The idea is laughable to Ricky—that he could actually bring something to the play. He’s a skater, not a theater person, and clearly that’s the way things should stay, Gina’s theory of outsiders be damned.
And yet, ridiculous as they are, her words don’t leave his head as he skates. What if it could be true? What if he could actually find a way to make this work—learn the steps, hit the counts, play the role somehow? He’d probably have to stay up all night practicing to get even a fraction of the dance down, but what if he did just that? What if he could prove to Nini that he wouldn’t quit on this, so she’d realize he wouldn’t quit on them?
What if he could actually matter?
When Ricky gets home that night, he plants himself in front of the TV and puts on HSM, skipping straight to the last dance sequence. It takes several hours of tripping over his feet and accidentally hitting himself, but eventually the moves finally start to stick. And when his dad joins him in the living room, even getting up to try it out himself, the both of them cracking up, it feels like things might actually get to the point of being okay.
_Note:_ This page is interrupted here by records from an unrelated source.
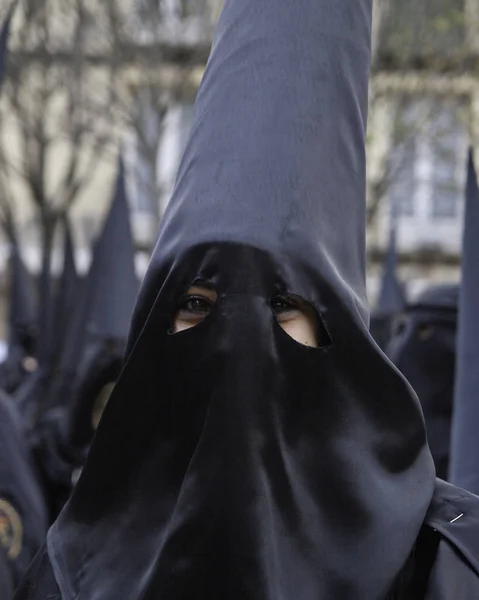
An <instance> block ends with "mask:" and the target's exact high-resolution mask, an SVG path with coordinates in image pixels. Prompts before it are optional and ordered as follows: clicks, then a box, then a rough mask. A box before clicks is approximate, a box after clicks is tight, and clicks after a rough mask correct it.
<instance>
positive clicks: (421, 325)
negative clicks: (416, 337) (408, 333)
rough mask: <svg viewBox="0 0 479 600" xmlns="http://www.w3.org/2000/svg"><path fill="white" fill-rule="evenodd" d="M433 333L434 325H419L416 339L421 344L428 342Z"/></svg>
mask: <svg viewBox="0 0 479 600" xmlns="http://www.w3.org/2000/svg"><path fill="white" fill-rule="evenodd" d="M434 332H435V327H434V325H430V324H428V323H421V324H420V325H419V326H418V328H417V335H418V338H419V339H420V340H421V341H422V342H425V341H426V340H429V339H430V338H431V337H432V336H433V335H434Z"/></svg>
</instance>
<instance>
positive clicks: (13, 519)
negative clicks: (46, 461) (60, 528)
mask: <svg viewBox="0 0 479 600" xmlns="http://www.w3.org/2000/svg"><path fill="white" fill-rule="evenodd" d="M47 527H48V521H47V515H46V508H45V503H44V498H43V492H42V490H41V488H40V485H39V483H38V478H37V474H36V472H35V469H34V466H33V461H32V459H31V456H30V453H29V449H28V446H27V443H26V440H25V437H24V434H23V426H22V421H21V418H20V416H19V414H18V413H17V412H16V409H15V406H14V405H13V403H12V401H11V399H9V398H7V397H5V396H3V395H1V396H0V543H2V544H3V545H5V547H4V551H5V553H6V556H7V560H8V563H9V565H10V568H11V573H12V578H13V581H14V582H16V583H18V581H20V579H21V577H22V576H23V574H24V573H25V571H26V569H27V567H28V565H29V563H30V561H31V560H32V558H33V557H34V556H35V554H36V552H37V550H38V549H39V548H40V546H41V545H42V544H43V542H44V540H45V536H46V533H47Z"/></svg>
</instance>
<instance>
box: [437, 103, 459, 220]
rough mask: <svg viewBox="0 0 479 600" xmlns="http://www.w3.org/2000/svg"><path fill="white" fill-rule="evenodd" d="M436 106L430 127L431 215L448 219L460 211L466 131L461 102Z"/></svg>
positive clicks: (450, 217)
mask: <svg viewBox="0 0 479 600" xmlns="http://www.w3.org/2000/svg"><path fill="white" fill-rule="evenodd" d="M436 106H437V111H434V115H435V116H434V117H433V118H432V119H431V121H430V124H429V128H430V132H429V137H430V147H431V159H432V163H433V165H432V174H431V184H432V185H431V187H432V198H431V211H430V212H431V216H432V217H433V218H434V219H451V218H455V217H457V216H458V214H459V204H460V202H461V200H462V196H463V179H462V176H461V175H463V171H464V159H463V157H464V151H463V147H464V145H465V132H464V127H463V125H462V123H461V110H460V105H458V104H454V103H447V104H444V103H443V104H442V105H438V104H437V103H436Z"/></svg>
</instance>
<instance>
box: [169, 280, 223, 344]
mask: <svg viewBox="0 0 479 600" xmlns="http://www.w3.org/2000/svg"><path fill="white" fill-rule="evenodd" d="M216 300H217V294H216V292H215V291H214V290H212V289H207V288H202V287H201V288H200V287H195V286H192V287H191V288H190V289H189V290H188V292H187V293H186V294H185V295H184V296H183V298H182V299H181V300H180V301H179V303H178V307H177V310H176V314H175V317H174V320H173V327H172V328H171V330H170V333H178V332H179V331H183V330H184V329H190V328H191V327H195V325H199V324H200V323H201V322H202V321H204V320H205V319H206V318H207V317H208V316H209V314H210V313H211V309H212V308H213V305H214V304H215V302H216Z"/></svg>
(Ricky showcases his brand new, Carlos-approved moves at rehearsal the next day, and although nobody is wowed by the level of skill he’s displaying, he still feels pretty good.
“I don’t know what made you change your mind, but I am so glad you didn’t quit,” Carlos says to him. Ricky glances past him, over his shoulder. His eyes find Gina, already looking at him. The corners of her lips quirk slightly. He looks back to Carlos.